Apakah Liu Wentao akan melarikan diri?
Kedua kakinya lumpuh, ponsel hancur, ditambah suara sirene polisi yang meraung di luar, Ye Xuan yakin Liu Wentao takkan bisa melarikan diri!
Begitu mendengar Si Gendut Kecil ternyata masih hidup, hati Ye Xuan yang mati dan berduka seperti disinari mentari, perlahan menghangat kembali.
Namun, ia tak tahu bagaimana Si Gendut Kecil bertahan selama setengah tahun ini, terutama di musim dingin seperti ini, apakah ada orang baik yang memungutnya?
“Si Gendut Kecil, semoga kau masih hidup...” Dengan hati cemas, Ye Xuan segera meninggalkan Danau Diehuwan, bergegas menuju Taman Utara.
Ketika Ye Xuan tiba dengan tergesa-gesa di Taman Utara, yang ia rasakan hanyalah angin dingin yang menusuk, kesadarannya menelusuri setiap sudut, namun tak menemukan jejak Si Gendut Kecil, membuat hatinya semakin cemas.
Perasaan tidak enak mulai menyelimuti hatinya.
“Dalam cuaca sedingin ini, bagaimana Si Gendut Kecil bertahan?” Hati Ye Xuan penuh kecemasan dan iba.
Setelah mencari di Taman Utara cukup lama tanpa hasil, Ye Xuan pun pergi mencari ke tempat-tempat di sekitar taman itu.
Ketika Ye Xuan tiba di jembatan penyeberangan di gerbang utara Taman Utara, tubuhnya tiba-tiba bergetar hebat!
Di salah satu ujung bawah jembatan itu, seorang anak kecil dengan wajah hampir membusuk, meringkuk di balik selimut tipis, menggigil keras. Para pejalan kaki yang lewat, ada yang baik hati meninggalkan sedikit uang di depannya, tapi lebih banyak yang hanya melirik lalu pergi begitu saja.

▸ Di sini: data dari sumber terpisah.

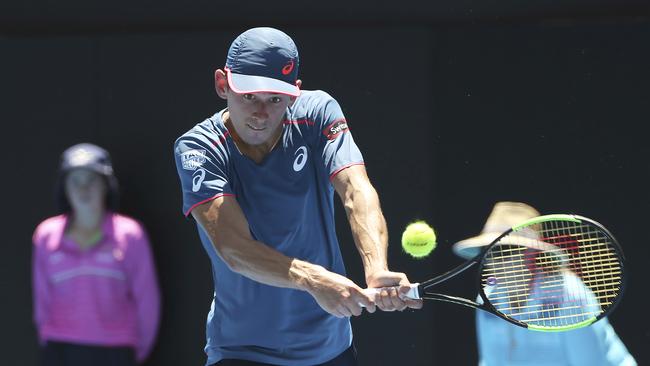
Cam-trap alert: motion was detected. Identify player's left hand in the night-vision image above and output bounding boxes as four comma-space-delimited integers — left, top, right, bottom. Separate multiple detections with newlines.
366, 270, 422, 311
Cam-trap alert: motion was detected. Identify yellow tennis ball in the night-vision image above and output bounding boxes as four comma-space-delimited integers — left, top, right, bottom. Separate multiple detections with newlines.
402, 221, 436, 258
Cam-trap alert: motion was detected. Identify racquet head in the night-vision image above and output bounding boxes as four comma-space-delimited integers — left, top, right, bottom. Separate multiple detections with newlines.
479, 215, 625, 331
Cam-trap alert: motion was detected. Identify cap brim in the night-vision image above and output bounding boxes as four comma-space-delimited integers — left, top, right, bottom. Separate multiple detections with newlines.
228, 71, 300, 97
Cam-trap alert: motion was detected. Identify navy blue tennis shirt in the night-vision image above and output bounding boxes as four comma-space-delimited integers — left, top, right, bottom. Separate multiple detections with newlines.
174, 91, 363, 365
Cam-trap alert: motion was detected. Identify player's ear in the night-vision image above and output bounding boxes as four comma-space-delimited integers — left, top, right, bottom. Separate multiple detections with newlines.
289, 79, 302, 106
214, 69, 228, 99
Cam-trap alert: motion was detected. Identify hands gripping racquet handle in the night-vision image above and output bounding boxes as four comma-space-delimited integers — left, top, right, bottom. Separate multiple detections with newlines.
359, 283, 420, 306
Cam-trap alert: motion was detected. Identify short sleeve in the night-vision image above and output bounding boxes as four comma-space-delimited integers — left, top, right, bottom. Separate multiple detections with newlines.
174, 137, 233, 216
314, 92, 363, 178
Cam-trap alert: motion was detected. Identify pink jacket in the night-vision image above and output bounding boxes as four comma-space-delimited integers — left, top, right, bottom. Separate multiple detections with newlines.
32, 212, 160, 362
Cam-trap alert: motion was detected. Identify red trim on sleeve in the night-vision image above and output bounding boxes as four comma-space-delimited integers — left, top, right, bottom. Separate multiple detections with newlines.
185, 193, 235, 217
330, 161, 366, 181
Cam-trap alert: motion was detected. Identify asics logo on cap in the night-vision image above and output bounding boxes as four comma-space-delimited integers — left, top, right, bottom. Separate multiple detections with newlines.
282, 60, 295, 75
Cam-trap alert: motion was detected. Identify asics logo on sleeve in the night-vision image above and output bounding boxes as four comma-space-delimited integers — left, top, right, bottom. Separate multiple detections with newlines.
192, 168, 205, 192
293, 146, 307, 172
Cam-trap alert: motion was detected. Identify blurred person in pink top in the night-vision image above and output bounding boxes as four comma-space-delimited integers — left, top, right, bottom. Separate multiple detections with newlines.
32, 143, 160, 366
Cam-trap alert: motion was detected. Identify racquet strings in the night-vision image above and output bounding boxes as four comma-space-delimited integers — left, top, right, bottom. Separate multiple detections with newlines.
481, 220, 622, 328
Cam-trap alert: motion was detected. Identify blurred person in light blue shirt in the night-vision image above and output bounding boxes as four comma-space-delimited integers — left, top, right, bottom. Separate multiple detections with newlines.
454, 202, 637, 366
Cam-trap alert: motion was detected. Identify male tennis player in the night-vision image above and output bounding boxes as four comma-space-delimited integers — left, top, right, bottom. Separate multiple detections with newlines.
174, 28, 422, 366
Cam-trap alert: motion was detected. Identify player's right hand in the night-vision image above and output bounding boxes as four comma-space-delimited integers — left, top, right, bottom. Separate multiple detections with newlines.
307, 268, 376, 318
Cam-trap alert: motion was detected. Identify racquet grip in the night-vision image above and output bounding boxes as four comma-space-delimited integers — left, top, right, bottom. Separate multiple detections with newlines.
359, 283, 420, 306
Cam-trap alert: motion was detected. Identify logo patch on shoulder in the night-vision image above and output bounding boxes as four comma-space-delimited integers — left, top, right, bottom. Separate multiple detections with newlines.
323, 119, 348, 140
181, 150, 207, 170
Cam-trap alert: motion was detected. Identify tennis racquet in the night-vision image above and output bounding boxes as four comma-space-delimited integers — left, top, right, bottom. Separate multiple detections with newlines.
366, 214, 625, 331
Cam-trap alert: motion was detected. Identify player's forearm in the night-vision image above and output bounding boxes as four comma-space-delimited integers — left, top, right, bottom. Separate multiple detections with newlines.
344, 184, 388, 277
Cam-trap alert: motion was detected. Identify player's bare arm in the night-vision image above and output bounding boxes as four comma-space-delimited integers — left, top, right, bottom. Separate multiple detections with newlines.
192, 197, 375, 317
332, 165, 422, 311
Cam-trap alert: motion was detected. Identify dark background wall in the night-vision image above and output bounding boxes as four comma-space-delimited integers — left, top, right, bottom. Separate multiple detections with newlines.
0, 0, 650, 365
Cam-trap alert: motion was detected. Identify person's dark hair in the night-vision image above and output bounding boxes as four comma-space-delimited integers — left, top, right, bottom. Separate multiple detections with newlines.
55, 143, 119, 214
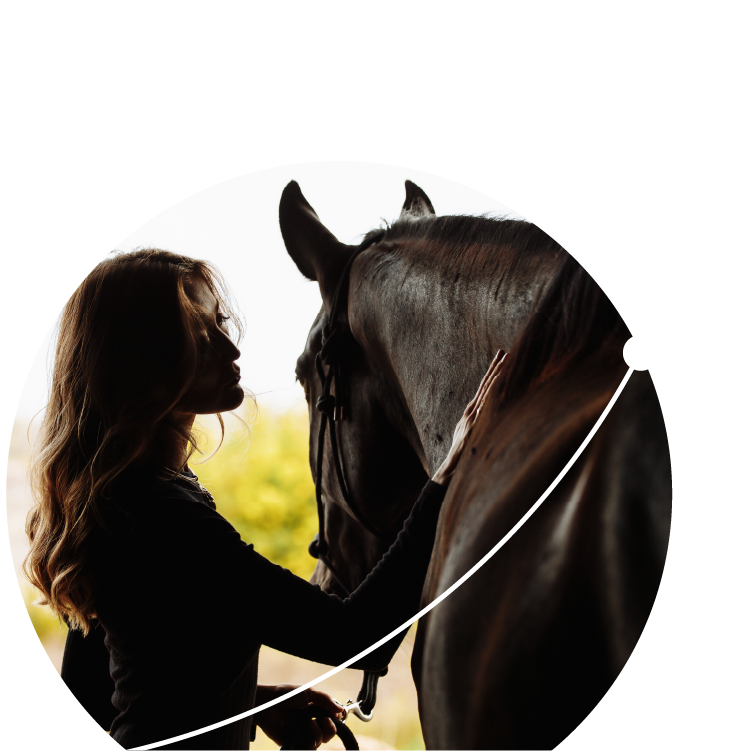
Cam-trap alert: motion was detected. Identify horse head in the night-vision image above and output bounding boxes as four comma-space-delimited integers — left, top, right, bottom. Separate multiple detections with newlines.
279, 181, 565, 593
279, 182, 432, 595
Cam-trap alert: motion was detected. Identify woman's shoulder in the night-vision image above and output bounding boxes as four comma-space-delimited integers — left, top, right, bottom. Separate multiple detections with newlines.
100, 468, 235, 538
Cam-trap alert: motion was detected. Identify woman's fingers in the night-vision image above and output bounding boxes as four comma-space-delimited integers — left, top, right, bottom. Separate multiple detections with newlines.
305, 689, 344, 719
318, 717, 336, 743
308, 719, 323, 750
465, 350, 506, 415
475, 353, 506, 413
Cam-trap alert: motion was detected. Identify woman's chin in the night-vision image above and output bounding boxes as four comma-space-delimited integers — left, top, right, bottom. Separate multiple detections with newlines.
223, 382, 245, 410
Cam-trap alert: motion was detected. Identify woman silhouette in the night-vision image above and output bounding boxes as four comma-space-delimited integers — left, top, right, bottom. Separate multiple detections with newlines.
24, 249, 500, 750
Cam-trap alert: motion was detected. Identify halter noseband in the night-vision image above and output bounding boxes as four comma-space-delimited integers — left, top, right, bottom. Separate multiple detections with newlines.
308, 230, 385, 594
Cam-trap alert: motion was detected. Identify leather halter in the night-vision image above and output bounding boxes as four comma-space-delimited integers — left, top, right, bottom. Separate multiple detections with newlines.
308, 230, 388, 724
308, 230, 386, 594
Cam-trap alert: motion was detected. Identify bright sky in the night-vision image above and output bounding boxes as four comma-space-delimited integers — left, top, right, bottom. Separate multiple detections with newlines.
17, 163, 520, 421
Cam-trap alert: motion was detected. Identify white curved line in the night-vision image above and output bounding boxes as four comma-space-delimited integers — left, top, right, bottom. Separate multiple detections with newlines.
130, 367, 634, 750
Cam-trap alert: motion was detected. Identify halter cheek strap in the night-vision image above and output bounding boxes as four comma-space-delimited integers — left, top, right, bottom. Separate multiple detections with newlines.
308, 231, 386, 593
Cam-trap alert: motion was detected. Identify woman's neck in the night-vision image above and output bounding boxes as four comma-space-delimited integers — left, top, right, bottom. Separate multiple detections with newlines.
159, 413, 196, 471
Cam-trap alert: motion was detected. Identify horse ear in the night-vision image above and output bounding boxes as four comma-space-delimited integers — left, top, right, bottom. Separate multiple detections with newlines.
399, 180, 435, 220
279, 180, 353, 306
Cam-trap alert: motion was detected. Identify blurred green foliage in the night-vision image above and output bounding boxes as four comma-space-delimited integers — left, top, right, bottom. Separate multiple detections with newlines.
191, 410, 318, 580
21, 583, 68, 644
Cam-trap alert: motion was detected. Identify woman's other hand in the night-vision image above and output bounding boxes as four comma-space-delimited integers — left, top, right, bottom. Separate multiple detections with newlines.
433, 350, 506, 486
256, 685, 344, 750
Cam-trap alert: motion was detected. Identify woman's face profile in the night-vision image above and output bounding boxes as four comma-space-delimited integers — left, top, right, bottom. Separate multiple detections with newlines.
177, 277, 245, 414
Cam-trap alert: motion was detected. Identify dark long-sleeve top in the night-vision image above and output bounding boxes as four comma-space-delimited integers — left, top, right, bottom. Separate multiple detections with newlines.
61, 473, 445, 750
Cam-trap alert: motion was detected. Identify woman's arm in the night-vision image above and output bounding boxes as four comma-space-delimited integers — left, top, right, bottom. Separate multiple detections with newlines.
60, 620, 118, 731
184, 353, 503, 670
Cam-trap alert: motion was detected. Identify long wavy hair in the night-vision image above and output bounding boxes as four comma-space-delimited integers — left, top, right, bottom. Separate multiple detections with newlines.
23, 249, 243, 633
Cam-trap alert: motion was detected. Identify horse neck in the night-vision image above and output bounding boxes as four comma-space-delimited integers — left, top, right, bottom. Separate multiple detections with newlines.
350, 238, 561, 476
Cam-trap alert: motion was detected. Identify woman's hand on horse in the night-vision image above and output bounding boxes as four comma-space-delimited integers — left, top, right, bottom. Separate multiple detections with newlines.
256, 685, 344, 750
433, 350, 506, 486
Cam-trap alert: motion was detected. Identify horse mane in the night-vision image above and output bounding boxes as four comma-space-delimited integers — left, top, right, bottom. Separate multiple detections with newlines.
494, 254, 631, 408
365, 214, 564, 275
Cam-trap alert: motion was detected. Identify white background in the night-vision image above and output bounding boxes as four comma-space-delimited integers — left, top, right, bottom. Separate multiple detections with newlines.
0, 2, 751, 751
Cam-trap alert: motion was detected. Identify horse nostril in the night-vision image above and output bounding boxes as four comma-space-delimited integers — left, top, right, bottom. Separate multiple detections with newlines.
316, 395, 336, 416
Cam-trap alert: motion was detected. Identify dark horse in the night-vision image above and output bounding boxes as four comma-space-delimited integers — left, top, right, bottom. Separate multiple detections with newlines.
280, 181, 671, 750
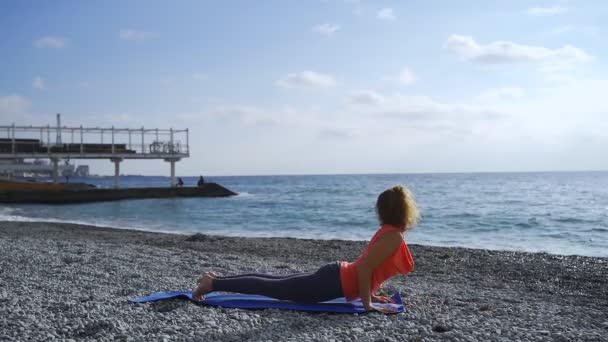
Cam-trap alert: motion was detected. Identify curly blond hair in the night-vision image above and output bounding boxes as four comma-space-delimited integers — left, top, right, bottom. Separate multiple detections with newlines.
376, 185, 420, 231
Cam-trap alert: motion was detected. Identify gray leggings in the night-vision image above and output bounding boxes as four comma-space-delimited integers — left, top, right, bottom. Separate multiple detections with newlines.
212, 262, 343, 303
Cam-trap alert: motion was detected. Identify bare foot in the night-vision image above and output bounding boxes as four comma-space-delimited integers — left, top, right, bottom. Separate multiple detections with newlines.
192, 272, 215, 301
196, 271, 217, 285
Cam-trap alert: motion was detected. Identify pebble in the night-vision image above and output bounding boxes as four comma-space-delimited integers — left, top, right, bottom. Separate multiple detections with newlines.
0, 222, 608, 342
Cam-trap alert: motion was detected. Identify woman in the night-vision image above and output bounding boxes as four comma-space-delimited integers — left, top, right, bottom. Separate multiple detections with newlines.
192, 186, 419, 312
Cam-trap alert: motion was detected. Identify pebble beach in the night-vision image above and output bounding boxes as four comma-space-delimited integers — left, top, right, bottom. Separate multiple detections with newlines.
0, 222, 608, 341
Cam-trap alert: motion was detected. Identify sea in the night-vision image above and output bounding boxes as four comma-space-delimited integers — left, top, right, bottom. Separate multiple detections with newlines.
0, 172, 608, 257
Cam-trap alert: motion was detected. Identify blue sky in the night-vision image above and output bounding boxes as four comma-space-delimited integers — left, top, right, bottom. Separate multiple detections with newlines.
0, 0, 608, 175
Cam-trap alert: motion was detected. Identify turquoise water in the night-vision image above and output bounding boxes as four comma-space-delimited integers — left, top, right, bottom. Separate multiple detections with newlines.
0, 172, 608, 256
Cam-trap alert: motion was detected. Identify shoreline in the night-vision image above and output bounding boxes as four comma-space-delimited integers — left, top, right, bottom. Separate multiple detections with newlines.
0, 217, 608, 260
0, 221, 608, 341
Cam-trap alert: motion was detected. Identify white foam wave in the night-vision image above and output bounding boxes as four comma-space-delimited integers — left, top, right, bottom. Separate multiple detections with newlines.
0, 207, 193, 235
236, 192, 255, 198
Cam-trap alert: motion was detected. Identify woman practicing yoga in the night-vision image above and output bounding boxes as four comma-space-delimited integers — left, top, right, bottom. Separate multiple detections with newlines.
192, 186, 419, 312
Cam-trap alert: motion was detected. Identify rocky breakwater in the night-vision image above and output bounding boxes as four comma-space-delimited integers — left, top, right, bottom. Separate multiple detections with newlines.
0, 183, 237, 204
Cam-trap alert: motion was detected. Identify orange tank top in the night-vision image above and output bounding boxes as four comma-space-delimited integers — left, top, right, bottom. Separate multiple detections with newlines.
340, 224, 414, 300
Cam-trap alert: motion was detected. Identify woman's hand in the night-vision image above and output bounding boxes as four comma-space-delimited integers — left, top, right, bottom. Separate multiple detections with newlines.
372, 295, 395, 304
363, 304, 397, 313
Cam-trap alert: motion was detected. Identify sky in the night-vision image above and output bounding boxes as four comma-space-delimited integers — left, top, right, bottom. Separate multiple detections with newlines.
0, 0, 608, 176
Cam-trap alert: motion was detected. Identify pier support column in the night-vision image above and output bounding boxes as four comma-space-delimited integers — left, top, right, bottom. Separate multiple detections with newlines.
110, 158, 122, 189
51, 158, 59, 183
165, 158, 179, 188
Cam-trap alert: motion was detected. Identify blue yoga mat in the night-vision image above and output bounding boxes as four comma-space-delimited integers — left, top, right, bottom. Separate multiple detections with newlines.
129, 291, 404, 313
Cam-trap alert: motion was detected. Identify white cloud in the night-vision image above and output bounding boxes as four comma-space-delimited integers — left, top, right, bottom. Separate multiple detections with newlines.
276, 70, 336, 88
32, 76, 46, 90
118, 29, 152, 41
312, 23, 340, 36
34, 36, 68, 49
348, 90, 384, 105
526, 5, 568, 17
545, 25, 600, 36
477, 86, 524, 102
377, 7, 396, 20
444, 34, 592, 69
399, 68, 416, 85
192, 72, 209, 81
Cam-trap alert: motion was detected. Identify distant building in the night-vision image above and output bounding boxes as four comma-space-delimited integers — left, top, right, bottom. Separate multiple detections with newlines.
0, 159, 89, 178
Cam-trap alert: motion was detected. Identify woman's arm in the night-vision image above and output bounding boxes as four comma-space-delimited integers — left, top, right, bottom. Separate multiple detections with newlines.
357, 231, 403, 310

Melihat pemandangan itu, hati Ye Xuan terasa seperti ditusuk belati!
Ye Xuan tahu, anak kecil yang tidur di bawah jembatan itu adalah orang yang ia cari—Si Gendut Kecil!
Dengan cepat Ye Xuan mendorong orang-orang yang menghalangi, tak menghiraukan makian dan teguran mereka, dalam beberapa langkah ia sudah sampai di depan anak itu, lalu mengangkatnya dengan pelukan erat.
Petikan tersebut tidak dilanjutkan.